Pulgões nas folhas da samambaia.
Na verdade, queria pintar, ou emigrar.
Sua tese, Conflitos religiosos no Nordeste, 1889
a 1930, e suas marcas na música popular:
bolsas, começos, e uma gaveta cheia de notas.
De vez em quando, sua vó manda-lhe dinheiro.
Danças acanhadas no banheiro, caretinhas,
horas de hidratante ao espelho.
Ela diz: pelo menos não morrerei de fome.
Quando chora, fica com cara de dezenove.

(Hans Magnus Enzensberger. Tradução e Contextualização de Ricardo Domeneck)
- Referência poética enviada por Flávia Soufer

13/06/2012

APONTAMENTO

A minha alma partiu-se como um vaso vazio.
Caiu pela escada excessivamente abaixo.
Caiu das mãos da criada descuidada.
Caiu, fez-se em mais pedaços do que havia loiça no vaso.

Asneira? Impossível? Sei lá!
Tenho mais sensações do que tinha quando me sentia eu.
Sou um espalhamento de cacos sobre um capacho por sacudir.

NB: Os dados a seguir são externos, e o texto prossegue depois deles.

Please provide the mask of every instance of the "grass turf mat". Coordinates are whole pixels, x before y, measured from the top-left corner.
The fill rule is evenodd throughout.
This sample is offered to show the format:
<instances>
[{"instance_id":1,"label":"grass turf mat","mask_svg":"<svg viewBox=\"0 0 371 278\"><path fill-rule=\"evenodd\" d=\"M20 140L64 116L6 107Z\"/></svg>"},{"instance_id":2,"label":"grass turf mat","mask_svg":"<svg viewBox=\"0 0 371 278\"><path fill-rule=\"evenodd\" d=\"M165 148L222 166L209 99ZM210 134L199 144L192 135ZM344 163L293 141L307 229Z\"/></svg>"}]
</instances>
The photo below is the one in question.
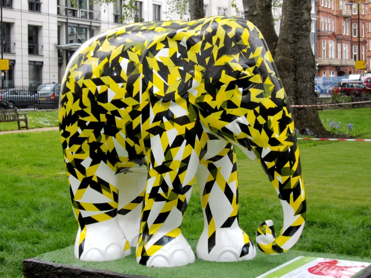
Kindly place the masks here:
<instances>
[{"instance_id":1,"label":"grass turf mat","mask_svg":"<svg viewBox=\"0 0 371 278\"><path fill-rule=\"evenodd\" d=\"M193 249L196 249L195 241L189 241ZM194 263L174 268L148 267L137 263L135 248L132 254L122 259L112 261L90 262L76 259L73 255L73 246L70 246L38 256L39 259L51 262L76 265L88 268L106 269L118 273L148 275L158 277L183 278L185 277L233 277L254 278L289 261L298 256L335 258L371 262L371 259L333 254L301 252L290 250L277 256L269 256L257 250L257 256L253 260L237 262L215 262L198 259Z\"/></svg>"}]
</instances>

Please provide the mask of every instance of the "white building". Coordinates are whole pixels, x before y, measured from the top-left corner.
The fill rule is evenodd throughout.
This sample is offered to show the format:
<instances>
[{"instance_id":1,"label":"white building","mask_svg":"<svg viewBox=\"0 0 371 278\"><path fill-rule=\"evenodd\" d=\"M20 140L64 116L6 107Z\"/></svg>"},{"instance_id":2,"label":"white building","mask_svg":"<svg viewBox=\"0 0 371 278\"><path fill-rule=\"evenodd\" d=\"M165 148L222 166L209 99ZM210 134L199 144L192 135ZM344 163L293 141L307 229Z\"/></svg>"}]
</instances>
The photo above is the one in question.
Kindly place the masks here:
<instances>
[{"instance_id":1,"label":"white building","mask_svg":"<svg viewBox=\"0 0 371 278\"><path fill-rule=\"evenodd\" d=\"M118 26L122 1L116 5L97 5L90 0L1 0L3 5L4 58L9 59L4 71L4 86L38 86L60 82L69 58L84 41L101 32ZM93 2L93 3L91 3ZM166 19L167 0L136 1L136 16L144 21L179 20L174 14ZM243 17L242 0L238 11L232 0L204 0L205 16ZM189 20L188 7L183 20Z\"/></svg>"}]
</instances>

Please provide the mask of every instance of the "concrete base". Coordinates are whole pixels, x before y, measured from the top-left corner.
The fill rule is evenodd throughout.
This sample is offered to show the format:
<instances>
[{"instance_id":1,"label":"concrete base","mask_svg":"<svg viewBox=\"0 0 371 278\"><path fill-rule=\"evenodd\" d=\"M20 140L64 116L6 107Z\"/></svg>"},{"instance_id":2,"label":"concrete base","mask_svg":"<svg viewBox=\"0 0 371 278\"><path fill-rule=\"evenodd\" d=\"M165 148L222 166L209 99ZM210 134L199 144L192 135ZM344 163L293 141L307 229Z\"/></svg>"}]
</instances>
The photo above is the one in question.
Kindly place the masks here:
<instances>
[{"instance_id":1,"label":"concrete base","mask_svg":"<svg viewBox=\"0 0 371 278\"><path fill-rule=\"evenodd\" d=\"M35 258L23 261L25 278L152 278L54 263Z\"/></svg>"}]
</instances>

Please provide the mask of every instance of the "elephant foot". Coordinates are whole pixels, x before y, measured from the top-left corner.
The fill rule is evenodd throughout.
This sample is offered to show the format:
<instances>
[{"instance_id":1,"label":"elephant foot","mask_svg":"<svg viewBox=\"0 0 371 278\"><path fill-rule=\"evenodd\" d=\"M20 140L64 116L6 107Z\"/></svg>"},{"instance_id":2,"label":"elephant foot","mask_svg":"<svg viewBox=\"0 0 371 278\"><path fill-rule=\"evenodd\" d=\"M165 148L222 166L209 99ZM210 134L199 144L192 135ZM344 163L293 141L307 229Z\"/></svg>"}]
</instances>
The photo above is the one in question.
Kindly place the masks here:
<instances>
[{"instance_id":1,"label":"elephant foot","mask_svg":"<svg viewBox=\"0 0 371 278\"><path fill-rule=\"evenodd\" d=\"M197 257L211 261L239 261L252 259L257 254L254 242L238 226L217 229L208 238L202 232L196 248Z\"/></svg>"},{"instance_id":2,"label":"elephant foot","mask_svg":"<svg viewBox=\"0 0 371 278\"><path fill-rule=\"evenodd\" d=\"M87 225L85 239L79 245L80 234L79 227L75 242L75 257L77 259L102 261L121 259L130 255L129 242L115 218Z\"/></svg>"},{"instance_id":3,"label":"elephant foot","mask_svg":"<svg viewBox=\"0 0 371 278\"><path fill-rule=\"evenodd\" d=\"M137 258L140 262L140 257ZM180 266L194 262L194 253L181 233L151 256L146 265L150 267L169 267Z\"/></svg>"}]
</instances>

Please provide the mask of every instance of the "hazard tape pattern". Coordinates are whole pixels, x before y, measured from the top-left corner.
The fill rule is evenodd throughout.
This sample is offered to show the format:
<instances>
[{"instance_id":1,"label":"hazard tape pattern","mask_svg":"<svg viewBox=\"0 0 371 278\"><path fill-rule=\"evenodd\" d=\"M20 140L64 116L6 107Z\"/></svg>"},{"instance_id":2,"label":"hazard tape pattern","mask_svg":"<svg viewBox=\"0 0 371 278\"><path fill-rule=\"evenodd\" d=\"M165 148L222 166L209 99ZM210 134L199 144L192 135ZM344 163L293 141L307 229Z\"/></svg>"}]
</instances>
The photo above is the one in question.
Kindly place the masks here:
<instances>
[{"instance_id":1,"label":"hazard tape pattern","mask_svg":"<svg viewBox=\"0 0 371 278\"><path fill-rule=\"evenodd\" d=\"M315 140L316 141L353 141L371 142L371 139L340 139L335 138L298 138L298 140Z\"/></svg>"},{"instance_id":2,"label":"hazard tape pattern","mask_svg":"<svg viewBox=\"0 0 371 278\"><path fill-rule=\"evenodd\" d=\"M346 104L356 104L357 103L366 103L371 102L371 100L366 100L365 101L357 101L356 102L346 102L344 103L334 103L332 104L315 104L314 105L290 105L291 107L311 107L316 106L332 106L334 105L344 105Z\"/></svg>"}]
</instances>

Fiz barulho na queda como um vaso que se partia.
Os deuses que há debruçam-se do parapeito da escada.
E fitam os cacos que a criada deles fez de mim.

Não se zanguem com ela.
São tolerantes com ela.
O que era eu um vaso vazio?

Olham os cacos absurdamente conscientes,
Mas conscientes de si mesmo, não conscientes deles.
Olham e sorriem.
Sorriem tolerantes à criada involuntária.

Alastra a grande escadaria atapetada de estrelas.
Um caco brilha, virado do exterior lustroso, entre os astros.
A minha obra? A minha alma principal? A minha vida?
Um caco.
E os deuses olham-o especialmente, pois não sabem por que ficou ali.